Il n'y a pas de différences significatives entre les groupes pour tous les critères secondaires. Une ventilation mécanique a été mise en place chez 4 malades du groupe ivermectine (1,7%) contre 10 du groupe témoin (4,0 %) (RR = 0,41 ; IC à 95%, 0,13 - 1,30 ; p = 0,17) ; une admission en unité de soins intensifs est survenue chez 6 (2,4%) contre 8 (3,2%) (RR = 0,78 ; IC à 95%, 0,27 - 2,20 ; p = 0,79) et un décès a été observé à l'hôpital dans les 28 jours chez 3 malades du groupe ivermectine (1,2%) contre 10 (4,0 %) (RR, 0,31 ; IC à 95 %, 0,09-1,11).
L'événement indésirable le plus fréquent est une diarrhée, signalée par 5,8% des patients du groupe ivermectine et 1,6% des patients du groupe témoin.
Etude randomisée au stade précoce de l’infection
Les malades (âge moyen de 62,5 ans) ont été randomisé pour recevoir, soit un traitement par ivermectine orale (0,4 mg/kg de poids corporel par jour pendant 5 jours), en plus des traitements standard (n = 241), soit les traitements standard seuls (n = 249). Les traitements standard comprenaient un traitement symptomatique ajustés sur la surveillance d'une détérioration cliniques et para-clinique.
Les chercheurs ont effectué une analyse de sous-groupe pour évaluer les différences éventuelles selon que les participants étaient ou non vaccinés. Un peu plus de la moitié des participants (51,8%) étaient entièrement vaccinés avec deux doses de vaccins Covid-19. Parmi les patients entièrement vaccinés, 17,7% dans le groupe ivermectine et 9,2% dans le groupe témoin ont développé une maladie grave (RR = 1,92 ; IC à 95 %, 0,99 - 3,71 ; p = 0,06).
La fin de la folle histoire de l’ivermectine ?

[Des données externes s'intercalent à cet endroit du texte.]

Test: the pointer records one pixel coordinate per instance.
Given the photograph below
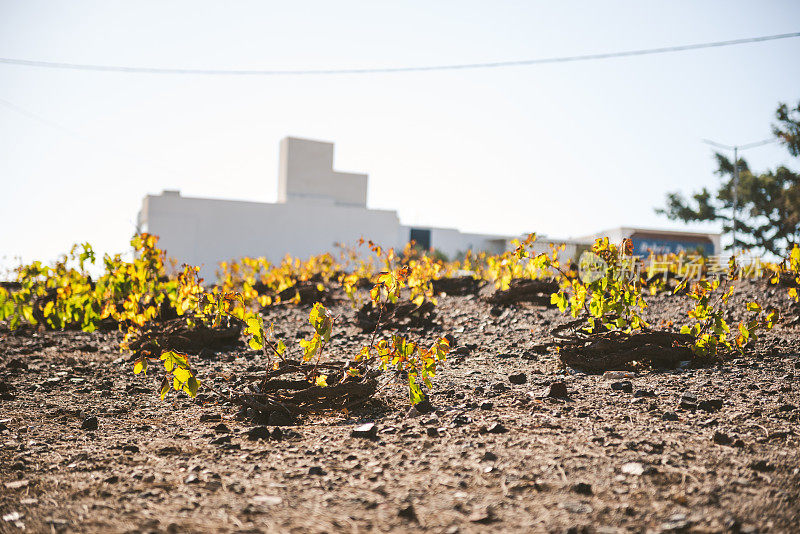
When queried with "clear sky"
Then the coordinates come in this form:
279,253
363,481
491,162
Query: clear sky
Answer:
563,150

Malgré le succès des vaccins Covid-19 et les mesures de santé publique non pharmaceutiques, il existe un énorme besoin au niveau mondial de thérapeutiques efficaces et peu coûteuses contre l'infection par le SARS-CoV-2. À l'heure actuelle, seuls des médicaments anti-inflammatoires (dexaméthasone, tocilizumab et sarilumab), des anticorps monoclonaux et des antiviraux (remdésivir, molnupiravir et nirmatrelvir/ritonavir) ont démontré un bénéfice clinique dans des essais randomisés à différents stades de la maladie.
Bien que certaines études cliniques précoces aient suggéré l'efficacité potentielle de l'ivermectine dans le traitement et la prévention de la Covid-19, ces études avaient toutes des faiblesses méthodologiques. Les 2 précédents essais randomisés avec l'ivermectine chez des malades Covid-19 qui ont inclus au moins 400 patients sont négatifs.

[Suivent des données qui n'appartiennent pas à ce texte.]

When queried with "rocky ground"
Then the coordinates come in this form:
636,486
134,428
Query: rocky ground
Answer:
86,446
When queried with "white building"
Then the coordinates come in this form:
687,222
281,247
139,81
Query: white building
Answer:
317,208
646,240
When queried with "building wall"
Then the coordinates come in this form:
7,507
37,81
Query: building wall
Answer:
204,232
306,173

Dans cette étude randomisée, dont la principale limite est qu’elle est en ouvert, les malades étaient hospitalisés, ce qui a permis aux chercheurs de valider l’observance du traitement par ivermectine et de bien classer les malades en fonction de leurs co-morbidités.
Les leçons de la saga de l'ivermectine et de l'hydroxychloroquine
Après le fiasco de l’hydroxychloroquine, l’ivermectine échoue pour la 3ème fois à démontrer une quelconque efficacité dans une étude randomisée de bonne qualité. Cette molécule a pourtant été promue de façon extrêmement large par certains groupes de pression alternatifs, en particulier sur les réseaux sociaux, sur la base de mauvaises études.
L’histoire retiendra que l’on peut faire des études randomisées de qualité au cours d’une pandémie et que quand des médecins, ou d’autres individus, se basent sur des études de mauvaises qualités, et des méta-analyses biaisées de ces mêmes mauvaises études, c’est qu’ils poursuivent probablement d’autres buts que le bien public.